Rybnik: 29-latek podpalił taksówkę. Wcześniej nie chciał zapłacić za przejazd
29-latek podpalił taksówkę przy ul. Morcinka w Rybniku. Ogień zajął elewację budynku wielorodzinnego. Mężczyzna został tymczasowo aresztowany.
Do podpalenia doszło we wtorek o godz. 6:00. 29-letni mieszkaniec Rybnika razem z innym pasażerem jechał taksówką ze stacji benzynowej przy ulicy Niepodległości. Po zakończeniu kursu mężczyzna odmówił zapłaty, następnie oblał pojazd benzyną z przewożonego ze sobą kanistra i podpalił auto.

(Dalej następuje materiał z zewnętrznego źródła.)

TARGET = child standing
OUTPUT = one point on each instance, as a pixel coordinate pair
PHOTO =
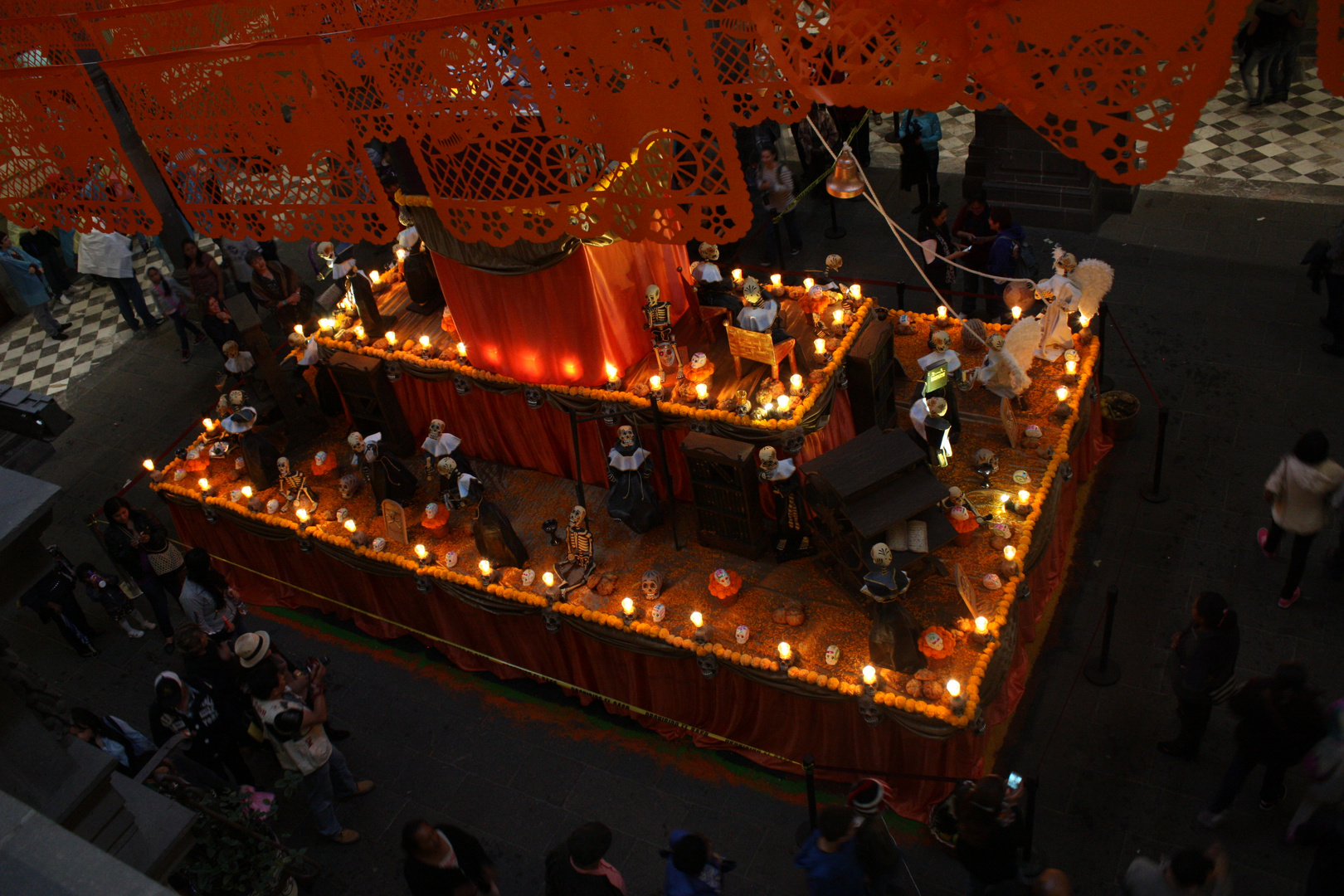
(106, 592)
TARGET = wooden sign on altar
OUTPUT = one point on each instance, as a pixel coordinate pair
(394, 522)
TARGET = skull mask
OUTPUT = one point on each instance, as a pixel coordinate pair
(350, 485)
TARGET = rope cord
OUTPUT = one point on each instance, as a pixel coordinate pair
(511, 665)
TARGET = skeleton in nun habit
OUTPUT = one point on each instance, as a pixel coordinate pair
(632, 499)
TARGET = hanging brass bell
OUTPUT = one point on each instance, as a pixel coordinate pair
(845, 182)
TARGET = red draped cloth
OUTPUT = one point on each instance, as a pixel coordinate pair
(504, 429)
(786, 726)
(566, 323)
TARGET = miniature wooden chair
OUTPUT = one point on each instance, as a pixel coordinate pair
(758, 347)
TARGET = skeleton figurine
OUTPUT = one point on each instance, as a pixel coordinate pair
(791, 518)
(578, 563)
(632, 499)
(438, 445)
(894, 635)
(709, 281)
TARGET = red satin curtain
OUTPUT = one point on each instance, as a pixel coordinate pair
(504, 429)
(566, 323)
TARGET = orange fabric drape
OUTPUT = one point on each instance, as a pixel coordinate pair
(566, 323)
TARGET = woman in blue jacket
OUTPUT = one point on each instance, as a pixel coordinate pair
(27, 277)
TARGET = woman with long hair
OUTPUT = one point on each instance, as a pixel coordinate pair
(1200, 670)
(208, 599)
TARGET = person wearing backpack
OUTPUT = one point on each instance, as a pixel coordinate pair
(1004, 257)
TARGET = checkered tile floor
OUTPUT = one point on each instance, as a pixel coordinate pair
(32, 360)
(1300, 141)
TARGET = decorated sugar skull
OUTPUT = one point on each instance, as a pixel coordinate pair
(350, 485)
(752, 290)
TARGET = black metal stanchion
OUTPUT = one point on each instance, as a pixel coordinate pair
(1157, 492)
(835, 231)
(1105, 672)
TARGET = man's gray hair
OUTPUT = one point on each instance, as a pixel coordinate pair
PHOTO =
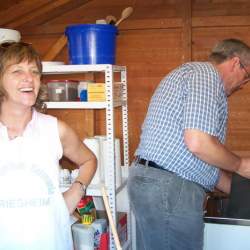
(229, 48)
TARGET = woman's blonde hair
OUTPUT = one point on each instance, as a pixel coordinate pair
(14, 53)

Gdy na miejsce dojechali policjanci, samochód nadal płonął. Ogień zajął też część elewacji stojącego obok budynku.
Mężczyzna był agresywny
Pasażerowie taksówki uciekli. Po krótkim pościgu zatrzymano mężczyznę podejrzanego o podpalenie. Jak informuje policja, 29-latek był agresywny i pobudzony. Przyznał, że wcześniej zażywał środki odurzające. Służby pobrały mu krew do badań.
ZOBACZ: Warszawa. Policjanci zatrzymali dwóch Gruzinów podejrzanych o kradzież samochodu
Mężczyzna usłyszał zarzut spowodowania zagrożenia dla życia i zdrowia wielu osób oraz mienia wielkich rozmiarów.
Jak podała w piątek Komenda Powiatowa w Rybniku, 29-latek decyzją sądu trafił na trzy miesiące do aresztu. Grozi mu do ośmiu lat więzienia.